Anyone who knows me is aware that I love a good smoothie. Don't get me wrong; I also love the gustatory pleasure of solid meals. But I enjoy discovering ways to blend up bodybuilding shakes in order to consume meals that are muscle growth-promoting, time saving, and tasty.
My love of smoothies is likely rooted in my childhood. Once a week my mom would load us kids in the back of our station wagon and take us on a trek to McDonalds. In those days, the closest one to Yorba Linda, CA. (where we lived) was in the middle of Anaheim. We'd see the "golden arches" sticking up among orange groves (the reason for the name "Orange County") and I'd anticipate my meal-topping consumption of that thick, cold ice milk. I would sit in the back of that station wagon and make the cup of smoothie really last - savoring every gulp.
Thirty-five years later, my desire to 'McDonald-ize' (new word) my bodybuilding smoothies had me overdoing one of my favorite ingredients. It was that "good fats" olive oil. I subconsciously began reacting to the flavor and consistency enhancing benefits of the oil while adding it to the blender full of protein and frozen fruit ingredients. Within weeks, I more than doubled the quantity - to about 2 and ½ tablespoons.
What were the results of this bonanza of "good fats" in my system?
My waistline began covertly expanding like it belonged to a middle-aged fast food addict. I learned the hard way that "good fats" were as fattening as the artery clogging saturated type. After all, dietary fat contains 9 calories per gram - whether it's unsaturated or the kind from animals.
The reason I'm mentioning this is because I've seen another misleading headline. It's titled '9 Foods With Good Fats That Make You Thin.' The article goes on to list a half dozen or so foods containing monounsaturated and polyunsaturated fats. The usual healthy entries are mentioned; almonds, salmon, avocados. While agreeing that these are the 'healthier' choice, I implore readers to reject the notion that they "make you thin".

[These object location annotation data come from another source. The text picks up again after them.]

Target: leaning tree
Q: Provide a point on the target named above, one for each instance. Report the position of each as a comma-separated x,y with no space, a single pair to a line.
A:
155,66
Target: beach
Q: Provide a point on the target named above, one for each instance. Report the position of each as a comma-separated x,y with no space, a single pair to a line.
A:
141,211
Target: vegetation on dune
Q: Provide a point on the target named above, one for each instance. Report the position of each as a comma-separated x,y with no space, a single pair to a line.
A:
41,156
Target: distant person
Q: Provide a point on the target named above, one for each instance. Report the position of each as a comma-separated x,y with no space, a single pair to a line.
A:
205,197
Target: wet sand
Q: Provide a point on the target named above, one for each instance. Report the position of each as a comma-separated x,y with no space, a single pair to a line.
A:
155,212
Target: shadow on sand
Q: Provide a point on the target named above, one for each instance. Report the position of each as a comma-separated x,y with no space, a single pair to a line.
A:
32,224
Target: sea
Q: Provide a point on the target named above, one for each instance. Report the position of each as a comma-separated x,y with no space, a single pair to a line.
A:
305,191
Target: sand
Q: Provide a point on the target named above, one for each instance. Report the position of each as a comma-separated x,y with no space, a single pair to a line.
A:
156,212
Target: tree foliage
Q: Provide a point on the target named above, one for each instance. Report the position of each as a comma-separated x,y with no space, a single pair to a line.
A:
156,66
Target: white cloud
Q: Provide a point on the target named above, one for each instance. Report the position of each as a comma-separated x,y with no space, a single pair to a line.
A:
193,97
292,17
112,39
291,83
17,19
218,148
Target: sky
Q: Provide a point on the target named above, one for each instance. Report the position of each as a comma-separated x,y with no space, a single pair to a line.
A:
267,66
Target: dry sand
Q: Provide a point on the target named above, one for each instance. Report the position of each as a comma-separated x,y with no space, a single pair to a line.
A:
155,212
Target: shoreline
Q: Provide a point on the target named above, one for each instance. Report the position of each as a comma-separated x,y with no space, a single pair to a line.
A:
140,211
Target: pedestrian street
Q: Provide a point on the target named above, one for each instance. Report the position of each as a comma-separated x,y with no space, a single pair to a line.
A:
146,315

Let me assure you - they can do quite the opposite. As I sit here writing this, I also recall my over-zealous attempt to get more Omega 3 fatty acids a few years ago. My belief that those "good fats" were completely innocuous had me slowly increasing my salmon consumption.
The result was similar to my smoothie experience. I had to wean myself off too much of the fish like I did the olive oil. My mini 'good fats' addiction got me again.